On Mon, 13 Nov 2017, Sven Schreiber wrote:
 Am 11.11.2017 um 23:20 schrieb Sven Schreiber:
> Am 11.11.2017 um 20:21 schrieb Allin Cottrell:
>> On Fri, 10 Nov 2017, Sven Schreiber wrote:
>>> have 'modtest' but that it is currently somewhat arbitrary and 
>>> path-dependent which specific tests it covers.
>> 
>> I take your last point here, but there's a practical limitation. We only 
>> have so many option flags available (at present, as many as there are 
>> letters in the Roman alphabet) and I think we might be struggling to avoid 
>> collisions 
> You mean because the first letter of an option is automatically its short 
> form? 
 OK, I can see that already with 'qlrtest' there would be a clash with the
'q' 
 from 'quiet'.
 OTOH, looking at the modtest options there are some with the same starting 
 letter: autocorr/arch, squares/silent, etc. So I guess I don't really 
 understand the technical problem!? 
Sorry for the delay in responding, but here we go...
No, the first letter of an option is not necessarily its short form. 
In case of conflict in that regard we cast around for another letter 
that does not conflict in context. For example, the autocorr option 
to modtest bags 'a' and the arch option gets 'h'. If a given command 
takes a large number of options it can become kinda difficult to 
find an unused letter, but that in itself is not a show-stopper.
There follows an explanation of the main constraint.
1) We represent option flags internally using a C enumeration or 
"enum", which provides an easy and efficient way to associate a set 
of symbolic constants with integer values. The C enum type is 
guaranteed to be "big enough" to hold a (4-byte, 32-bit) "int".
2) A 32-bit integer can represent up to 2^32 distinct values, but... 
while some gretl options are mutually exclusive in certain contexts 
others are complementary, so we have to allow for distinct option 
flags coexisting in our 32-bit integer. That means we have at most 
32 independent options in our enum (each commanding 1 bit). We want 
to reserve one of these to represent "this option is not yet set", 
so that leaves 31. Right now we represent 26 of these by the 
symbolic constants OPT_A,OPT_B,..., OPT_Z. This is important for the 
(at least semi-)comprehensibility and maintainability of the code: 
we want, for example, to be able to refer to the "robust" option 
flag as OPT_R, rather than as some unmemorable large integer.
3) We could add a few more symbolic constants (say, 
OPT_A1,OPT_B1,...) but we'd soon run out of those (and the flags in 
question wouldn't have a single-letter abbreviation, but maybe 
that's no big loss). The 32-bit limitation still binds, unless we go 
over to a bigger and more complex representation of option flags.
4) We've actually already hit the practical limit on option flags in 
at least one case, the "gnuplot" command. That's because in addition 
to user-visible options (of which there are many) we use the option 
argument to gnuplot() to pass some internal state information. That 
was the rationale for getting rid of the old distinct option flags 
for different "fit" options in favor of a single option flag, 
--fit=whatever, which takes a number of parameters.
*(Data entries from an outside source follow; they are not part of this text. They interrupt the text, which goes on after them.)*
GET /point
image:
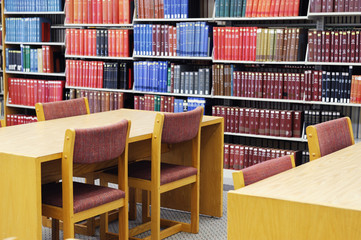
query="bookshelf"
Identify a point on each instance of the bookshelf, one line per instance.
(306, 19)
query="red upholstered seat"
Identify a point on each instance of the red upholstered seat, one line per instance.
(266, 169)
(333, 135)
(86, 196)
(62, 109)
(168, 172)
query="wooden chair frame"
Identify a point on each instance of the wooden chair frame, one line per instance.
(313, 143)
(155, 189)
(238, 179)
(67, 215)
(40, 110)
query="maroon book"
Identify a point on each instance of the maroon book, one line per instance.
(310, 46)
(256, 121)
(297, 124)
(231, 156)
(272, 123)
(267, 122)
(246, 120)
(228, 119)
(252, 129)
(277, 123)
(283, 123)
(226, 156)
(288, 124)
(236, 157)
(241, 157)
(231, 122)
(242, 120)
(236, 120)
(261, 127)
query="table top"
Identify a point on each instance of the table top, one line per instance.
(44, 140)
(333, 180)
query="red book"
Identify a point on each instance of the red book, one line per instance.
(226, 156)
(231, 156)
(297, 124)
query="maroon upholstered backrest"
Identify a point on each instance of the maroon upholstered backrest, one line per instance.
(333, 135)
(180, 127)
(100, 143)
(64, 109)
(266, 169)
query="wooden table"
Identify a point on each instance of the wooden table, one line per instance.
(318, 200)
(27, 154)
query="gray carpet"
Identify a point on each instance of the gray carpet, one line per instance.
(210, 228)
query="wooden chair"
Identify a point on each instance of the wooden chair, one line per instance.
(157, 177)
(328, 137)
(262, 170)
(73, 202)
(62, 109)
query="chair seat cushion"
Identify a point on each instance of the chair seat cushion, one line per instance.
(169, 172)
(86, 196)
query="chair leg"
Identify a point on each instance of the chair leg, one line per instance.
(54, 229)
(195, 207)
(145, 206)
(103, 226)
(155, 214)
(132, 204)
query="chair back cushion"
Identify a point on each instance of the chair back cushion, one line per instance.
(266, 169)
(333, 135)
(100, 144)
(64, 109)
(180, 127)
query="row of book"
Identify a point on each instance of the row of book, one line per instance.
(100, 101)
(184, 39)
(238, 157)
(97, 74)
(162, 9)
(257, 8)
(167, 104)
(34, 5)
(259, 44)
(312, 117)
(18, 119)
(87, 42)
(335, 6)
(46, 59)
(334, 46)
(28, 92)
(98, 12)
(268, 122)
(27, 29)
(171, 78)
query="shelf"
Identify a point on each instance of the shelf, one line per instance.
(266, 137)
(333, 63)
(101, 89)
(173, 20)
(255, 62)
(98, 57)
(260, 18)
(173, 94)
(174, 57)
(34, 13)
(98, 25)
(37, 43)
(19, 106)
(334, 14)
(37, 73)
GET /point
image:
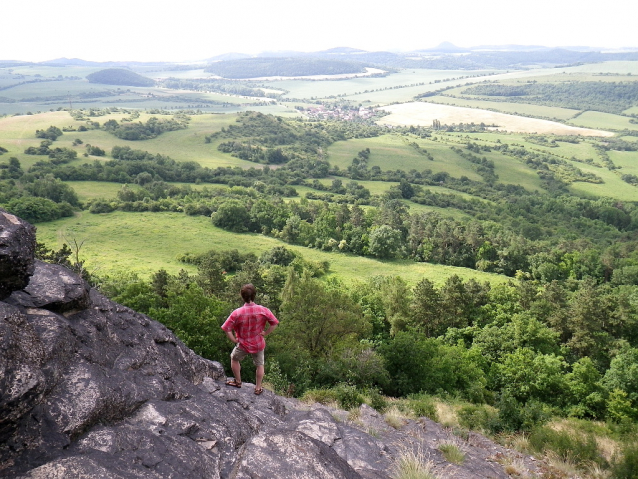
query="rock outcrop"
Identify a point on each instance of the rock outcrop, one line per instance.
(90, 388)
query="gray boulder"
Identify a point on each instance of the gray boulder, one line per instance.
(17, 246)
(90, 388)
(53, 287)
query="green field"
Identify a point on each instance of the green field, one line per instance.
(391, 152)
(612, 187)
(146, 242)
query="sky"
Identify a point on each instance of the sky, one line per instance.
(192, 30)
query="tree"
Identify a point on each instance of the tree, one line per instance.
(232, 215)
(425, 307)
(319, 319)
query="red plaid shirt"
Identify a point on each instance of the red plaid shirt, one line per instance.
(248, 322)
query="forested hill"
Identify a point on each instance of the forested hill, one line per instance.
(298, 66)
(119, 76)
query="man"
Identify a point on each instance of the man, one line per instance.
(248, 323)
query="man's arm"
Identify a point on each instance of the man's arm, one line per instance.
(271, 328)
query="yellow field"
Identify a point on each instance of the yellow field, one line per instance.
(421, 113)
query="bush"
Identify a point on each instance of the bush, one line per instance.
(514, 416)
(348, 396)
(423, 406)
(376, 400)
(322, 396)
(477, 417)
(36, 210)
(567, 445)
(626, 466)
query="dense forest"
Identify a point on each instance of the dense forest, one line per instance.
(119, 76)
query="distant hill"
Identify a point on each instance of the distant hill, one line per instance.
(298, 66)
(446, 47)
(71, 62)
(227, 56)
(119, 76)
(341, 50)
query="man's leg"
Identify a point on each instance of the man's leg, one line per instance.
(259, 376)
(236, 367)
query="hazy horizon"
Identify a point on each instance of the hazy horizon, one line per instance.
(148, 31)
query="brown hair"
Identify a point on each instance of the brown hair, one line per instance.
(248, 293)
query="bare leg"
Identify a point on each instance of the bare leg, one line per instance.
(259, 376)
(236, 367)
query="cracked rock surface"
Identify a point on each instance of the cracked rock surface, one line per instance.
(90, 388)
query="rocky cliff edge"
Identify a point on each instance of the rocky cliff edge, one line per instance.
(90, 388)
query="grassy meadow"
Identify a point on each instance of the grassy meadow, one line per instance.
(597, 119)
(149, 241)
(146, 242)
(540, 111)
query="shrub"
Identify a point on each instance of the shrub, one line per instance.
(376, 400)
(514, 416)
(477, 417)
(322, 396)
(423, 406)
(626, 466)
(566, 445)
(410, 465)
(348, 396)
(452, 453)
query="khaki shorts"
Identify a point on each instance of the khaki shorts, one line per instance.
(239, 354)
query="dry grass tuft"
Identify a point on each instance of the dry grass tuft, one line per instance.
(395, 418)
(563, 465)
(452, 453)
(446, 415)
(411, 465)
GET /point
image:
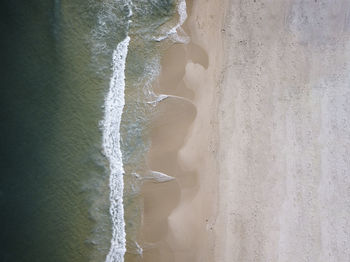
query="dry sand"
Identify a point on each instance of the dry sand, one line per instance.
(260, 146)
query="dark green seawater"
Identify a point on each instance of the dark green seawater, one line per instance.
(55, 70)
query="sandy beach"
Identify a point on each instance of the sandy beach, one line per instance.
(257, 137)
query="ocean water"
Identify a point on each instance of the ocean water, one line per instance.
(76, 96)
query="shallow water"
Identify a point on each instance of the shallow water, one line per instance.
(57, 64)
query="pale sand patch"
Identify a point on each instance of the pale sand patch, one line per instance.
(179, 215)
(262, 163)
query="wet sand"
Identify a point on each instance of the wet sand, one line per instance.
(259, 148)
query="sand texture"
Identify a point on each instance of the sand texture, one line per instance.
(260, 143)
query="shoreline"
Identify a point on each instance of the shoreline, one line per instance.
(179, 215)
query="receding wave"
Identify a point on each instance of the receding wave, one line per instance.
(114, 105)
(176, 33)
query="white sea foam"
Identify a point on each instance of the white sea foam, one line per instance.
(162, 97)
(173, 33)
(114, 105)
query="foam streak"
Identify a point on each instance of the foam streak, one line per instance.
(114, 105)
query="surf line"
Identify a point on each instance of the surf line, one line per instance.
(114, 104)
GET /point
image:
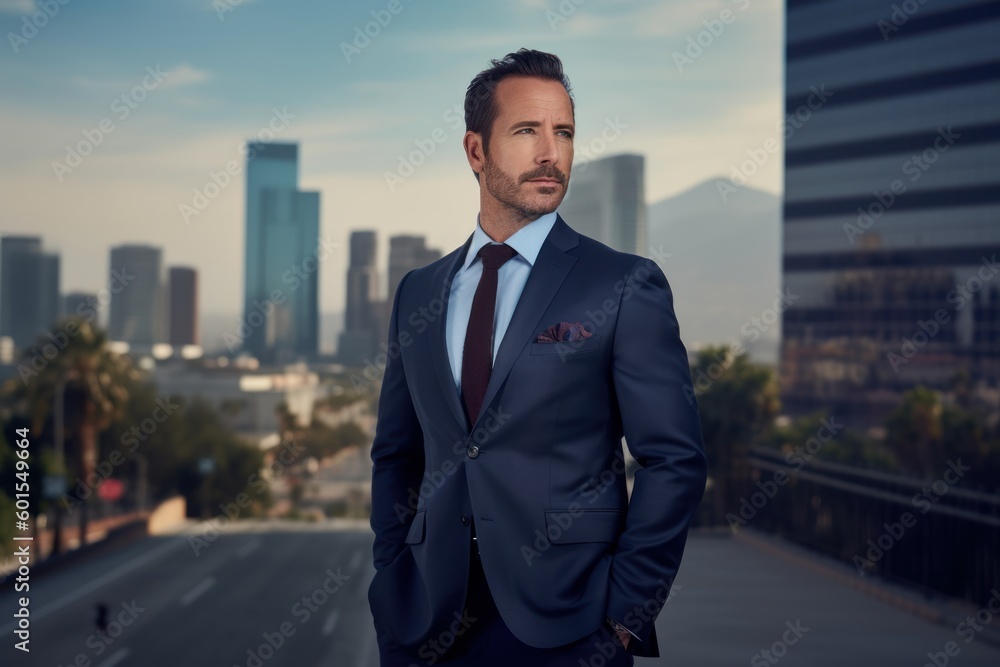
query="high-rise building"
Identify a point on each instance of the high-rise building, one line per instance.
(183, 306)
(359, 339)
(81, 304)
(29, 289)
(405, 254)
(607, 201)
(281, 306)
(892, 201)
(137, 306)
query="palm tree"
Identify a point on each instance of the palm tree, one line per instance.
(737, 400)
(84, 378)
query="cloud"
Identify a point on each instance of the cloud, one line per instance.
(17, 6)
(180, 75)
(183, 75)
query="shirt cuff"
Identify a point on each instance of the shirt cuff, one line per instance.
(619, 627)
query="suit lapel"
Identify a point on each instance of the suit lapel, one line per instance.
(439, 340)
(547, 275)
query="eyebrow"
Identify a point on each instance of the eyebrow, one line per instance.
(534, 123)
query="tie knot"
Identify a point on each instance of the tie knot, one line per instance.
(495, 255)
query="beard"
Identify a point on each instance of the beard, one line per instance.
(528, 206)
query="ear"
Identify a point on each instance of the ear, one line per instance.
(472, 142)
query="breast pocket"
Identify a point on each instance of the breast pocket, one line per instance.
(568, 349)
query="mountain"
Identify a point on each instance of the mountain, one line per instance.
(723, 261)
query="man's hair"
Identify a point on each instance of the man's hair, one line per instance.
(480, 99)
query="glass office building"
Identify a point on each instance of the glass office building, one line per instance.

 Also, honestly I think it is unfortunate that because of this the
diagnostic 
 tests are split into two groups in a quite ad-hoc way that is difficult to 
 communicate. (At least I didn't understand it before!)
 As an interim remedy we might add to the built-in doc for 'modtest' a 
 sentence like this:
 "For other diagnostic tests after estimation (which require more option 
 flags) see cusum, qlrtest, reset, hausman, chow." 
I agree. We can look into the practicality of folding more tests 
into the "modtest" command. And if we can't fit them all in, we 
should surely do the appropriate cross-referencing in the help doc.